A Thriving Modernism nearly skips the Century Building. Rather, they document Bystrom’s phenomenal creations that borrowed the complicated designs of Norwegian stave churches to create modern buildings and wonder why he never did a commercial building.

The Century Building belongs to ArtsFund an organization that raises money from corporations to support the operating costs of local arts organizations.  Ownership of the building was transferred in 1997 by the Bank of America acting on behalf of the Kreielsheimer Foundation. That change in ownership, along with the eventual relocation of Classic KING radio station to the building, tells a tale of Pacific Northwest philanthropy that adds to the building’s cultural significance. The Century Building bears the stamp of the philanthropic heritage of the Kreielsheimer Foundation managed by trustee/attorney Donald L. Johnson, the Bullitt family and Artsfund, the charity led by Peter Donnelly and Dwight Gee, all of which reshaped how Seattle funds the arts.

The Kreielsheimer Foundation was established in the late 1975 upon the death of Leo T. Kreielsheimer (d. 1975) who left his estate to the arts and education in the Pacific Northwest. His wife Greye McCormick Kreielsheimer (d. 1980) also left her estate to the Foundation. The Kreielsheimer family had made their money in liquor and real estate. Following Prohibition, salmon canning in Alaska replaced the liquor. In the 1960’s, the Kreielsheimers sold their canneries and invested in local real estate. In creating the Foundation, the Kreielsheimers appointed their attorney Charles F. Osborn to serve as the individual trustee of the Foundation and Seafirst Bank-- later the Bank of America -- the institutional trustee. Assets were held by the bank. If the two trustees ever disagreed, the individual trustee prevailed. When Osborn died unexpectedly in 1992, his law partner Donald L. Johnson, a Queen Anne High grad, managed the Foundation until it closed in 2000. By then it had distributed over $100 million to arts and education in Washington and Alaska. Johnson and Osborn favored gifts to endowments that ensure the long-time survival of arts organizations. The Foundation’s large gifts set precedents that encouraged other groups to fill the breach left when it shut down.

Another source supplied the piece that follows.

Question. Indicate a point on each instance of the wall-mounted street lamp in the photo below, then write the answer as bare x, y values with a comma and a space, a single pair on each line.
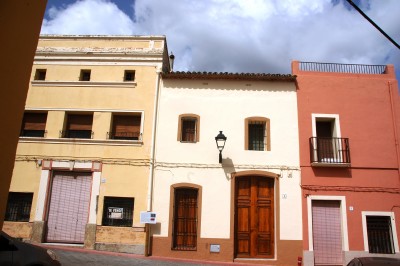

In 1992, the Bullitt family sold KING Broadcasting Company. The bulk of the money from the sale funded the Bullitt Foundation which is dedicated to environmental conservation. The Bullitts honored their grandmother Harriet Overton Simpson (founder of the Seattle Symphony) and their mother Dorothy Simpson Bullitt (founder in 1948 of KING Broadcasting) by retaining Classical KING from the sale and transferring its ownership to Beethoven, a non-profit owned by the Seattle Opera, the Seattle Symphony, and ArtsFund. Before becoming a publicly funded station in 2011, KING continued as a commercial business whose profits, if any, were shared by the owning organizations. Then on June 30, 1999, Johnson transferred the ownership of the Century Building to ArtsFund. In 2001, KING got a permanent home on the building’s street-level floor.

Consequently, there are architectural and historical reasons for designating this distinctive building a city landmark.

UPDATE MARCH 21, 2017:  Over the last two weeks those distinctive sunshades protecting the windows have been removed. The issue is said by the owners to be a seismic emergency caused, we guess, by the failure of the metal brackets attaching the panels to the building. Left as is, this alteration represents a serious challenge to our efforts to designate this building a Seattle landmark.